Помню, как Саша, придя, как обычно, первым, сидел на корточках перед полками в техническом отделе, где и стояли все наши латины и греки. Он копался там уже минут пятнадцать, когда с мороза в магазин влетел Серёжа и с разбегу бросился за прилавок. Он тут же начал шарить по любимым полкам, но все-таки успел поздороваться и с нами, и с Сашей. Саша сказал ему:
– Сережа, я вот тут нашёл и оставил тебе книгу… – и он назвал какого-то автора. – Я подумал, что тебе это будет интересно.

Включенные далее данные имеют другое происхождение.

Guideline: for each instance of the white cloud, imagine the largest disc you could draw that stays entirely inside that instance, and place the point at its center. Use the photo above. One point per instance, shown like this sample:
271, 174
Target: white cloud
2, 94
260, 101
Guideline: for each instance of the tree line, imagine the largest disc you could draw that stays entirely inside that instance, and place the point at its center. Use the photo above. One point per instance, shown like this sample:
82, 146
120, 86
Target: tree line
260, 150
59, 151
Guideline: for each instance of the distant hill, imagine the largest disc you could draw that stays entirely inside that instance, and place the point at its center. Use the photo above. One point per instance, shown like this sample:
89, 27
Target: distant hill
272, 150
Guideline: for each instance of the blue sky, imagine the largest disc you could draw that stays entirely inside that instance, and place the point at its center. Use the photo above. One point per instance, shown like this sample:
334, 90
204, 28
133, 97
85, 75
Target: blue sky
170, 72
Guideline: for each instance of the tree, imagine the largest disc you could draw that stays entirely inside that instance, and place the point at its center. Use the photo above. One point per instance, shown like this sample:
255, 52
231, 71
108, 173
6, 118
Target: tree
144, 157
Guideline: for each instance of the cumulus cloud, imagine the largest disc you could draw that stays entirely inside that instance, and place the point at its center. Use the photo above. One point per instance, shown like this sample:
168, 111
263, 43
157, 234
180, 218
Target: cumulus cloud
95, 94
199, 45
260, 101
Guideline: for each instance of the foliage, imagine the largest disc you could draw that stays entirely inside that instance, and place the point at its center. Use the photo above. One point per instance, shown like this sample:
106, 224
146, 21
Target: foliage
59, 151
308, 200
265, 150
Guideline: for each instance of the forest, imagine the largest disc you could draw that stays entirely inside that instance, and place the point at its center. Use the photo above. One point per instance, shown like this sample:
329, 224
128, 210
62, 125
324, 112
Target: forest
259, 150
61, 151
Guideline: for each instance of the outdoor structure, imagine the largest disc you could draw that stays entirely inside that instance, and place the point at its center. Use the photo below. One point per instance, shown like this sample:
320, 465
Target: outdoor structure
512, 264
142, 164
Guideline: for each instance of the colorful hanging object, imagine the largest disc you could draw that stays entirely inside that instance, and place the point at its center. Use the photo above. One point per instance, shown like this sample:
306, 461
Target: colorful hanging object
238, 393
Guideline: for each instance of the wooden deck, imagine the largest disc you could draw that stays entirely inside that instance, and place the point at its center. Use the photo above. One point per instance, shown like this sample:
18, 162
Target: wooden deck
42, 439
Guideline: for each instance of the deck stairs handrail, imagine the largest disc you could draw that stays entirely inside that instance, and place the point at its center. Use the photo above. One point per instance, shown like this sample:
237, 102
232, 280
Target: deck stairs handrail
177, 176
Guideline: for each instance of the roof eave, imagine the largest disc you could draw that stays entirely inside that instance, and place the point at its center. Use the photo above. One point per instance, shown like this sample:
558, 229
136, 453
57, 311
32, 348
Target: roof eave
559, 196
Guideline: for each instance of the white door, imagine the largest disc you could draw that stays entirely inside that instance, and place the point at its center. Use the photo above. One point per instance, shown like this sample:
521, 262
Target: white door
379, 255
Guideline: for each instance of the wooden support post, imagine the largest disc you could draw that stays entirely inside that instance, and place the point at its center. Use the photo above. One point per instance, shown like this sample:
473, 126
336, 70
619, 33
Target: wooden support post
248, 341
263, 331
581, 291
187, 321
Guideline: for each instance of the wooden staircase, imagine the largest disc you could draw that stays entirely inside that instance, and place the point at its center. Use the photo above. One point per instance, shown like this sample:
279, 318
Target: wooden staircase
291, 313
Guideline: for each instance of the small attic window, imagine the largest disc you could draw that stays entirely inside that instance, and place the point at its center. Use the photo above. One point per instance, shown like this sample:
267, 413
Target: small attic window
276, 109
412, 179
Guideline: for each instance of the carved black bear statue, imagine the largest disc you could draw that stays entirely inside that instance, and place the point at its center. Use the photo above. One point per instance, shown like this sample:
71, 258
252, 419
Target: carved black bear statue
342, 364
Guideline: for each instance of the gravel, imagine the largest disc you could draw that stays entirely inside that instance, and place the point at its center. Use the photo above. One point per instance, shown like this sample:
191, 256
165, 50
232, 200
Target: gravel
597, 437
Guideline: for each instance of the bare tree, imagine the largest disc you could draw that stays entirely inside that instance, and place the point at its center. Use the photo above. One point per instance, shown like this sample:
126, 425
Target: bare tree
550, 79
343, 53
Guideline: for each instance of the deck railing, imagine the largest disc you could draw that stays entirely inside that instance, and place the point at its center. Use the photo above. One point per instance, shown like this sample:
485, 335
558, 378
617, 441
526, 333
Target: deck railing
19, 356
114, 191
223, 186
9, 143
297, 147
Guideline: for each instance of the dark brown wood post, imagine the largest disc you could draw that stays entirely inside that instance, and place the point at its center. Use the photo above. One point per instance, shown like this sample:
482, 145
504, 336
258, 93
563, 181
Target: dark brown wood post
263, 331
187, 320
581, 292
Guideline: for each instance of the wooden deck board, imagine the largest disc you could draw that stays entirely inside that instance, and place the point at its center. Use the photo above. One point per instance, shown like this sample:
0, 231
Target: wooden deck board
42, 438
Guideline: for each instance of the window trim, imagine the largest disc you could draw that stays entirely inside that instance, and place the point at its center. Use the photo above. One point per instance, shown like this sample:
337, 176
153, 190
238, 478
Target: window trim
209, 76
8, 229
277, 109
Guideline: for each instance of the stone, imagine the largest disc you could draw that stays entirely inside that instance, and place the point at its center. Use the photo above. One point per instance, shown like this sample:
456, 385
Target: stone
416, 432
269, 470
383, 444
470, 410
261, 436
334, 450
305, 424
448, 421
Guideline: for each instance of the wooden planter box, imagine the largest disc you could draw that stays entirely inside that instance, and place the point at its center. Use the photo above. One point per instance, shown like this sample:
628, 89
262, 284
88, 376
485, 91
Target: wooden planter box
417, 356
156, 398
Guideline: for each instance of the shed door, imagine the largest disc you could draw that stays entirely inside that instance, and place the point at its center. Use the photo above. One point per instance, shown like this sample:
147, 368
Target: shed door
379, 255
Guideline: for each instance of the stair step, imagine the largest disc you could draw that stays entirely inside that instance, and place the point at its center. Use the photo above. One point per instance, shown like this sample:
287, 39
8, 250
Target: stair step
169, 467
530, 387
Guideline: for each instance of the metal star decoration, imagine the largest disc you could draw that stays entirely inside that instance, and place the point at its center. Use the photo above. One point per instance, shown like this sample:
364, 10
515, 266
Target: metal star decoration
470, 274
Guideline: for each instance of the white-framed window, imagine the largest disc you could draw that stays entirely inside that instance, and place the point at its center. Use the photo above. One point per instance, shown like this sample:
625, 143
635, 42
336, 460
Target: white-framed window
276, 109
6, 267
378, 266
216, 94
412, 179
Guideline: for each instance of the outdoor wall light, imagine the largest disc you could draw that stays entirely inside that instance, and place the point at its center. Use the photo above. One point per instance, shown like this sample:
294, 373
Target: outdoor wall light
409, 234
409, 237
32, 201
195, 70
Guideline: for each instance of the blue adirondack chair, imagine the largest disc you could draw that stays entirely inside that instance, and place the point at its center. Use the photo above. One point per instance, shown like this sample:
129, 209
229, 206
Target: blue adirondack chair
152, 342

– Спасибо, Саша, – ответил Серёжа своим высоким голосом, – Ты знаешь, мне этот автор чрезвычайно антипатичен, но я возьму её. Я тебе очень благодарен.
«Антипатичен»! Ну и выковырил словечко! К тому времени Серёжа был уже знаменит, потому что получил премию Ленинского комсомола за работу о Плутархе, и всем было ясно, что это восходящая звезда. Саша вовсе не был знаменит, но, по-моему, не завидовал другу. Он был уже семейным человеком, имел двоих детей, а вот у Серёжи тогда ещё семьи не было. И неизвестно, кто из них двоих тогда уверенней чувствовал себя в этой жизни. Об истории женитьбы Серёжи Аверинцева мне рассказал Стасик Дж-в, речь о котором ещё впереди. А Серёжа насмешил меня однажды рассказом о том, как его послали на какой-то симпозиум в Грецию. Дело в том, что жил он не в гостинице, а на квартире у какой-то хозяйки. Так вот, он пытался говорить с ней по-древнегречески, но она ровным счётом ничего не понимала. Ну, а на новогреческом Серёжа говорить не умел.
И Саша, и Серёжа допускались нами в товароведку, но я не очень любила, когда Серёжа путал наши книги да ещё норовил уронить ящик с нашими штампами. Ящик был грязный, штампы перемазаны фиолетовой тушью, на полу оставались размазанные следы. Сережа извинялся, пытался собрать эти проклятые штампы, я тихо чертыхалась про себя, а потом долго и занудно собирала и складывала эту грязь обратно в ящик. От Серёжиных больших ботинок по линолеуму расплывались грязные следы.
Ну, а Саша прибегал и деловито спрашивал безнадёжным тоном:
– Таня, ничего новенького для меня не было?